LA FINAL


 

         El ansiado día llegó. El momento más deseado por todo futbolista. Cuando bajé del micro, miré alrededor y me estremecí al ver a nuestros hinchas alentándonos. La charla técnica estuvo de más. Me cambié y empecé a arengar a mis compañeros. Salimos del túnel muy entonados. Mientras enfilábamos hacia la mitad de la cancha, miré a la cabecera sobre mi derecha donde vi flamear mi bandera. “No podemos perder”, me decía a cada rato. Sonó el himno nacional, el que entoné con toda la fuerza que salía desde mi corazón. Vino el saludo formal con los adversarios y luego a acomodarnos. Nos reunimos en el círculo central, se hizo el sorteo y… ¡A jugar!

         Estaba más cebado que nunca. Pedía la pelota todo el tiempo. Gambeteaba y descargaba con el primero que veía. Sin embargo, la defensa rival era cerrada. Ellos no atacaban, nos dejaban venir. Nosotros íbamos una y otra vez, a romper esa muralla que nos habían puesto. A medida que más nos acercábamos, más se abusaban del juego brusco. Ante la pasividad del árbitro, comenzamos a protestar y a obtener tarjetas amarillas a cambio. El primer tiempo terminó sin goles.

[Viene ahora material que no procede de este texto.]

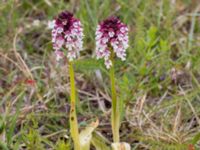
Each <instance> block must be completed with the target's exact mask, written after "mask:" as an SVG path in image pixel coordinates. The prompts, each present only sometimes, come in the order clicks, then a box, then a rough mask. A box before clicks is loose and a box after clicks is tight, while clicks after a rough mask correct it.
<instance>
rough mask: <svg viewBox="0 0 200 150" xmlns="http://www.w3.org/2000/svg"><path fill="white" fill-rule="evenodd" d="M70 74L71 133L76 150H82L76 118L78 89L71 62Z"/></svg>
mask: <svg viewBox="0 0 200 150" xmlns="http://www.w3.org/2000/svg"><path fill="white" fill-rule="evenodd" d="M69 74H70V88H71V91H70V97H71V102H70V104H71V109H70V132H71V136H72V139H73V141H74V149H75V150H80V142H79V132H78V121H77V116H76V87H75V79H74V69H73V63H72V62H69Z"/></svg>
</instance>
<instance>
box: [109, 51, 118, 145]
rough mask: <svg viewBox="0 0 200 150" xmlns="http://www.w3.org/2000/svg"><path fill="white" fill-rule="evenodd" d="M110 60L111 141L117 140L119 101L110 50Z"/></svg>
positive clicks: (113, 59)
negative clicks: (111, 106)
mask: <svg viewBox="0 0 200 150" xmlns="http://www.w3.org/2000/svg"><path fill="white" fill-rule="evenodd" d="M111 61H112V66H111V68H110V80H111V93H112V115H111V121H112V132H113V141H114V142H115V143H116V142H119V141H120V139H119V125H120V109H119V101H117V94H116V88H115V69H114V54H113V51H112V50H111Z"/></svg>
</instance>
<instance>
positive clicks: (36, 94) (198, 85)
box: [0, 0, 200, 150]
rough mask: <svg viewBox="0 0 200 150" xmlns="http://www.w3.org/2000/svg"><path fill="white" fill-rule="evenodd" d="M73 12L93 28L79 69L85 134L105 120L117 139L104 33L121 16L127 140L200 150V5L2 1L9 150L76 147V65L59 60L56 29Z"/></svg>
mask: <svg viewBox="0 0 200 150" xmlns="http://www.w3.org/2000/svg"><path fill="white" fill-rule="evenodd" d="M63 10H70V11H72V12H74V14H75V16H76V17H78V18H80V19H81V22H82V23H83V25H84V34H85V39H84V51H83V52H81V58H80V59H79V60H78V61H76V62H75V71H76V85H77V88H78V89H79V90H78V95H79V105H78V106H77V108H78V116H79V126H80V130H81V129H83V128H84V127H85V126H86V125H87V124H88V123H90V122H91V121H93V120H94V119H95V118H99V121H100V124H99V126H98V128H97V130H96V131H97V132H100V133H101V134H102V135H103V136H105V137H106V138H107V139H108V141H111V139H112V134H111V128H110V120H109V117H110V107H111V103H110V100H111V98H110V86H109V85H110V82H109V77H108V71H107V70H106V69H105V67H104V65H103V63H102V62H101V61H97V60H95V59H94V56H95V55H94V54H95V51H94V49H95V41H94V33H95V29H96V26H97V24H98V22H99V21H101V20H102V19H105V18H106V17H107V16H111V15H117V16H119V17H120V18H121V20H123V21H124V22H125V23H126V24H127V25H128V27H129V29H130V32H129V40H130V47H129V48H128V50H127V54H128V57H127V60H126V61H125V62H121V61H117V62H116V79H117V82H116V83H117V89H118V99H119V100H121V101H122V103H121V106H122V113H121V120H122V124H121V128H120V135H121V141H126V142H128V143H130V144H131V146H132V149H135V150H165V149H166V150H170V149H171V150H187V149H188V150H193V149H194V147H195V148H196V149H200V146H199V145H198V140H199V137H200V134H199V129H200V58H199V57H200V3H199V0H102V1H101V0H71V1H67V0H60V1H53V0H52V1H51V0H1V1H0V112H1V114H0V133H1V136H0V138H1V142H0V145H1V148H0V149H14V150H19V149H30V150H33V149H34V150H36V149H37V150H40V149H41V150H42V149H56V148H57V149H59V148H58V147H59V145H62V146H64V145H65V146H66V147H68V145H71V138H70V137H69V122H68V116H69V107H70V106H69V90H70V89H69V79H68V69H67V64H66V62H65V61H64V62H62V63H61V64H60V65H58V64H57V63H56V61H55V56H54V54H53V50H52V44H51V32H50V30H49V29H47V23H48V21H49V20H52V19H53V17H54V16H56V15H57V14H58V13H59V12H61V11H63ZM63 141H65V142H63ZM108 144H109V142H108ZM60 147H61V146H60ZM66 149H69V148H66Z"/></svg>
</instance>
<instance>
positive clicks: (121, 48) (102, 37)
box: [96, 17, 128, 69]
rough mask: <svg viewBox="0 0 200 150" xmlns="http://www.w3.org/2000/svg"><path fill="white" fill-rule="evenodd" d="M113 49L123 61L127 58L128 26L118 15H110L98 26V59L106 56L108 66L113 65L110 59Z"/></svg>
mask: <svg viewBox="0 0 200 150" xmlns="http://www.w3.org/2000/svg"><path fill="white" fill-rule="evenodd" d="M111 48H112V51H113V52H114V53H115V54H116V56H117V57H119V58H120V59H121V60H122V61H124V60H125V59H126V49H127V48H128V27H127V26H126V25H125V24H124V23H122V22H121V21H120V20H119V19H118V18H117V17H110V18H108V19H107V20H105V21H103V22H102V23H100V24H99V25H98V26H97V29H96V55H97V59H99V58H104V60H105V65H106V68H108V69H109V68H110V67H111V66H112V61H111V59H110V56H111Z"/></svg>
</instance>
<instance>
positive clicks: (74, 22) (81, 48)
mask: <svg viewBox="0 0 200 150" xmlns="http://www.w3.org/2000/svg"><path fill="white" fill-rule="evenodd" d="M52 42H53V49H54V50H55V55H56V59H57V61H59V60H60V59H62V58H64V57H65V56H66V57H67V59H68V64H69V76H70V88H71V91H70V97H71V102H70V105H71V108H70V131H71V136H72V139H73V141H74V147H75V150H80V149H81V146H80V141H79V131H78V121H77V115H76V86H75V79H74V69H73V60H74V59H76V58H77V56H78V54H79V52H80V51H81V50H82V45H83V28H82V25H81V22H80V20H78V19H76V18H75V17H74V16H73V14H72V13H70V12H68V11H64V12H62V13H60V14H59V15H58V17H57V18H56V19H55V20H53V29H52Z"/></svg>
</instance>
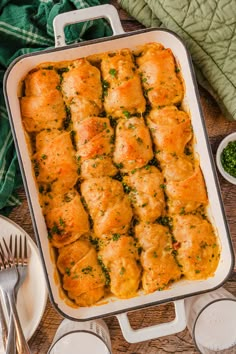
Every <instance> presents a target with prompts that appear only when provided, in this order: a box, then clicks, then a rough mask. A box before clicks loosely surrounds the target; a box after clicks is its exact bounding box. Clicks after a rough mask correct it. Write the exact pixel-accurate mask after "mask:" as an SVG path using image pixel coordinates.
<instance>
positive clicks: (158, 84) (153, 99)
mask: <svg viewBox="0 0 236 354" xmlns="http://www.w3.org/2000/svg"><path fill="white" fill-rule="evenodd" d="M136 63H137V65H138V68H139V69H138V70H139V73H140V75H141V77H142V84H143V87H144V90H145V92H146V96H147V98H148V100H149V102H150V104H151V106H152V107H153V108H159V107H162V106H169V105H173V104H178V103H180V102H181V101H182V99H183V92H184V91H183V85H182V82H181V80H180V77H179V75H178V74H177V71H178V70H177V67H176V63H175V59H174V56H173V54H172V51H171V50H170V49H166V48H164V47H163V46H162V45H161V44H159V43H148V44H146V45H145V46H143V47H141V51H139V53H138V56H137V58H136Z"/></svg>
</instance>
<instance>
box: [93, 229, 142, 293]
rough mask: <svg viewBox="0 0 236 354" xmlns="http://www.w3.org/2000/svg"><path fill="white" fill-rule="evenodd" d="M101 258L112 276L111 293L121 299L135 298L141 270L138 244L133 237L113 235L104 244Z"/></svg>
mask: <svg viewBox="0 0 236 354" xmlns="http://www.w3.org/2000/svg"><path fill="white" fill-rule="evenodd" d="M99 258H100V259H101V260H102V262H103V264H104V265H105V267H106V268H107V270H108V272H109V275H110V289H111V292H112V293H113V294H114V295H116V296H117V297H119V298H124V299H127V298H130V297H132V296H135V295H136V293H137V290H138V288H139V282H140V274H141V269H140V266H139V265H138V263H137V261H138V259H139V256H138V250H137V247H136V243H135V241H134V239H133V238H132V237H131V236H126V235H121V234H113V236H111V239H110V240H109V241H108V242H107V243H104V245H103V247H102V249H101V251H100V252H99Z"/></svg>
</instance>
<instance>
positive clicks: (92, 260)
mask: <svg viewBox="0 0 236 354" xmlns="http://www.w3.org/2000/svg"><path fill="white" fill-rule="evenodd" d="M57 266H58V269H59V270H60V272H61V273H62V274H63V288H64V289H65V290H67V291H68V295H69V297H70V298H71V299H73V300H75V302H76V304H77V305H79V306H91V305H92V304H94V303H95V302H97V301H98V300H100V299H101V298H102V297H103V296H104V286H105V282H106V279H105V275H104V274H103V272H102V268H101V266H100V265H99V263H98V259H97V253H96V251H95V249H94V248H93V247H92V245H91V244H90V243H89V241H87V240H84V239H81V240H78V241H76V242H74V243H71V244H69V245H68V246H65V247H63V248H61V249H60V250H59V256H58V260H57Z"/></svg>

         “No protesten más. Están entrando en el juego de ellos. Pongan huevo, pidan la pelota y jueguen. ¡Vamos carajo!”, arengaba el entrenador en el vestuario. Salimos a jugar con la decisión de no protestar. Por cada patada, respondíamos con fútbol. Ellos se limitaban a jugar con el tiempo y nuestra ansiedad. Ya se estaba acabando el partido. Se venía el tiempo suplementario. Íbamos más decididos que nunca. En el último minuto, bajé a la mitad de la cancha, tomé la pelota y avancé. Dejé a tres hombres en el camino. Volaban las patadas, pero no me alcanzaban. Entré al área, dejé al último defensor desairado y quedé sólo con el arquero. En muy corto tiempo, lo miré fijo y lo encaré. Le amagué por la izquierda y me le fui por la derecha. Lo estaba superando y me tocó con su pie, tirándome al piso. ¡Penal!

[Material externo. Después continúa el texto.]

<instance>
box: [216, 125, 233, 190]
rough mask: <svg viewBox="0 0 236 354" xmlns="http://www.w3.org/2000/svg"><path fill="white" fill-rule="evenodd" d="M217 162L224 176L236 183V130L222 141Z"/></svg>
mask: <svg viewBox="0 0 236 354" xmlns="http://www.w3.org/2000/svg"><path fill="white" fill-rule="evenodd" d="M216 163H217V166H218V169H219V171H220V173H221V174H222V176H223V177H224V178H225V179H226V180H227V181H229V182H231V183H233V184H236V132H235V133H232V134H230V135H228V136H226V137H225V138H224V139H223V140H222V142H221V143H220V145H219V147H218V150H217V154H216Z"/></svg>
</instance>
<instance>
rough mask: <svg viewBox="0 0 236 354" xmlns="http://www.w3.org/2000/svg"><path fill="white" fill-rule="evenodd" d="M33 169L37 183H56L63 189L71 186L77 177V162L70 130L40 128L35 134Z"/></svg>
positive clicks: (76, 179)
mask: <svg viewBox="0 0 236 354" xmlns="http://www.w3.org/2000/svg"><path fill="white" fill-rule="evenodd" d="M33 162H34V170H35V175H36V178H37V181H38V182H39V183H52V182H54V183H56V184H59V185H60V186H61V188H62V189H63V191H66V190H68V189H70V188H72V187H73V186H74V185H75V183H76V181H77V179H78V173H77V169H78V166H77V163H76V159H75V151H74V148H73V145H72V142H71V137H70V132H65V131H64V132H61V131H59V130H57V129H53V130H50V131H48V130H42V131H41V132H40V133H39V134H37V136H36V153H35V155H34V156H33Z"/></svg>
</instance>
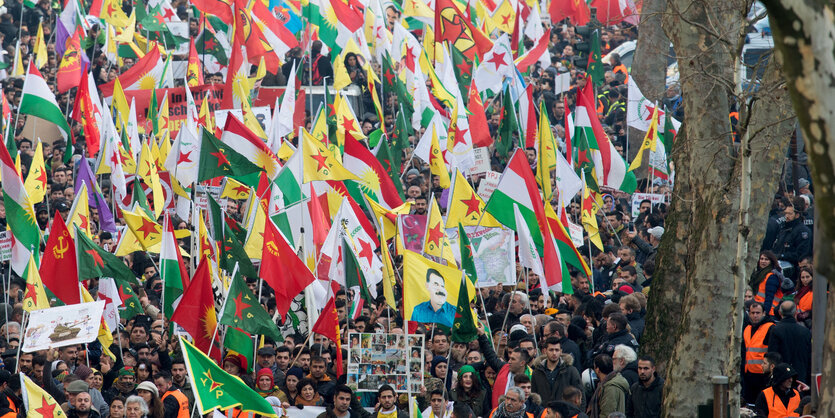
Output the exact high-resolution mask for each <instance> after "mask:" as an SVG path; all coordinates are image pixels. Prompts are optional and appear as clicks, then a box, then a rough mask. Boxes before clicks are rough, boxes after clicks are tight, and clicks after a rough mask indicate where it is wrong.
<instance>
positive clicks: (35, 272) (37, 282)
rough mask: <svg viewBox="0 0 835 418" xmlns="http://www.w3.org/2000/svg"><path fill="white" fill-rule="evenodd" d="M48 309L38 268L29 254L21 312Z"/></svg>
mask: <svg viewBox="0 0 835 418" xmlns="http://www.w3.org/2000/svg"><path fill="white" fill-rule="evenodd" d="M48 307H49V299H47V298H46V291H44V287H43V282H42V281H41V275H40V274H39V273H38V266H37V264H35V259H34V258H33V257H32V255H31V254H30V255H29V264H28V265H27V266H26V292H25V293H24V294H23V310H25V311H28V312H32V311H36V310H38V309H46V308H48Z"/></svg>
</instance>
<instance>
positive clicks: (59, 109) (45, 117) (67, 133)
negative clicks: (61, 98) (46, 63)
mask: <svg viewBox="0 0 835 418" xmlns="http://www.w3.org/2000/svg"><path fill="white" fill-rule="evenodd" d="M34 65H35V64H34V63H33V62H32V61H29V72H28V73H27V74H26V81H25V82H24V83H23V96H22V97H21V99H20V108H19V112H20V113H22V114H24V115H32V116H37V117H39V118H41V119H44V120H46V121H47V122H51V123H54V124H55V125H56V126H57V127H58V131H59V132H60V133H61V136H62V137H63V138H64V141H67V140H69V138H70V126H69V125H68V124H67V119H66V118H65V117H64V112H63V111H62V110H61V108H60V107H58V102H56V101H55V95H54V94H53V93H52V90H50V88H49V86H48V85H47V84H46V81H44V79H43V76H42V75H41V73H40V71H38V69H37V68H35V66H34Z"/></svg>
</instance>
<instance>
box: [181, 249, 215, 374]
mask: <svg viewBox="0 0 835 418" xmlns="http://www.w3.org/2000/svg"><path fill="white" fill-rule="evenodd" d="M209 268H210V267H209V261H208V259H206V258H203V259H202V260H200V265H199V266H197V271H195V272H194V277H192V278H191V283H189V285H188V288H187V289H186V291H185V292H183V297H182V298H181V299H180V304H179V305H177V309H175V310H174V314H172V315H171V320H172V321H174V322H176V323H177V324H179V325H180V326H181V327H183V328H184V329H185V330H186V331H188V333H189V334H190V335H191V337H192V338H193V339H194V345H195V346H196V347H197V348H199V349H200V350H201V351H203V352H204V353H206V354H207V355H208V356H209V357H211V358H212V359H214V360H215V361H218V362H219V361H220V359H221V358H220V349H221V348H220V345H219V343H218V339H217V333H216V332H215V330H216V329H217V313H216V312H215V297H214V293H213V292H212V275H211V272H210V271H209Z"/></svg>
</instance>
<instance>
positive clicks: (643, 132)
mask: <svg viewBox="0 0 835 418" xmlns="http://www.w3.org/2000/svg"><path fill="white" fill-rule="evenodd" d="M666 9H667V2H666V0H644V2H643V5H642V6H641V22H640V25H639V26H638V44H637V47H636V48H635V56H634V58H633V59H632V68H631V69H630V74H629V76H630V77H632V78H634V79H635V82H636V83H637V84H638V87H640V89H641V93H643V94H644V96H645V97H646V98H647V100H650V101H659V102H660V101H661V99H662V98H663V97H664V89H665V86H664V83H665V80H666V78H667V58H668V57H669V55H670V40H669V39H667V35H665V34H664V30H663V29H662V28H661V15H662V14H663V13H664V11H665V10H666ZM627 129H629V155H627V161H628V162H632V159H633V158H635V155H636V154H637V153H638V149H639V148H640V147H641V142H642V141H643V139H644V134H645V132H642V131H639V130H637V129H635V128H629V127H627ZM645 154H646V156H645V157H644V160H647V158H649V157H648V154H649V153H645ZM648 166H649V165H648V164H646V163H643V164H641V168H639V169H638V170H639V171H638V173H636V174H638V176H639V177H646V173H647V167H648Z"/></svg>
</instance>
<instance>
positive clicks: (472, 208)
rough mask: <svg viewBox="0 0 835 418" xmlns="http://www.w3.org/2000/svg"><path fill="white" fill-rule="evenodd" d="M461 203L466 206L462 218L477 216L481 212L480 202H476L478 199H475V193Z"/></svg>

         Tomé la pelota, nadie me la iba a sacar. El arquero me hablaba, yo ni lo escuchaba. El árbitro dio las indicaciones y ubicó la pelota. El silencio se adueñó del lugar. Miré al arco, ya tenía decidido cómo y dónde patear. Esperé la orden. Sonó el pitazo. Fue largo. De pronto, percibí que el sonido cambiaba y me confundí. De pitazo pasó a timbre. Abrí los ojos y entendía menos. Miré a mi izquierda. Eran las 7 de la mañana y tenía que ir al colegio.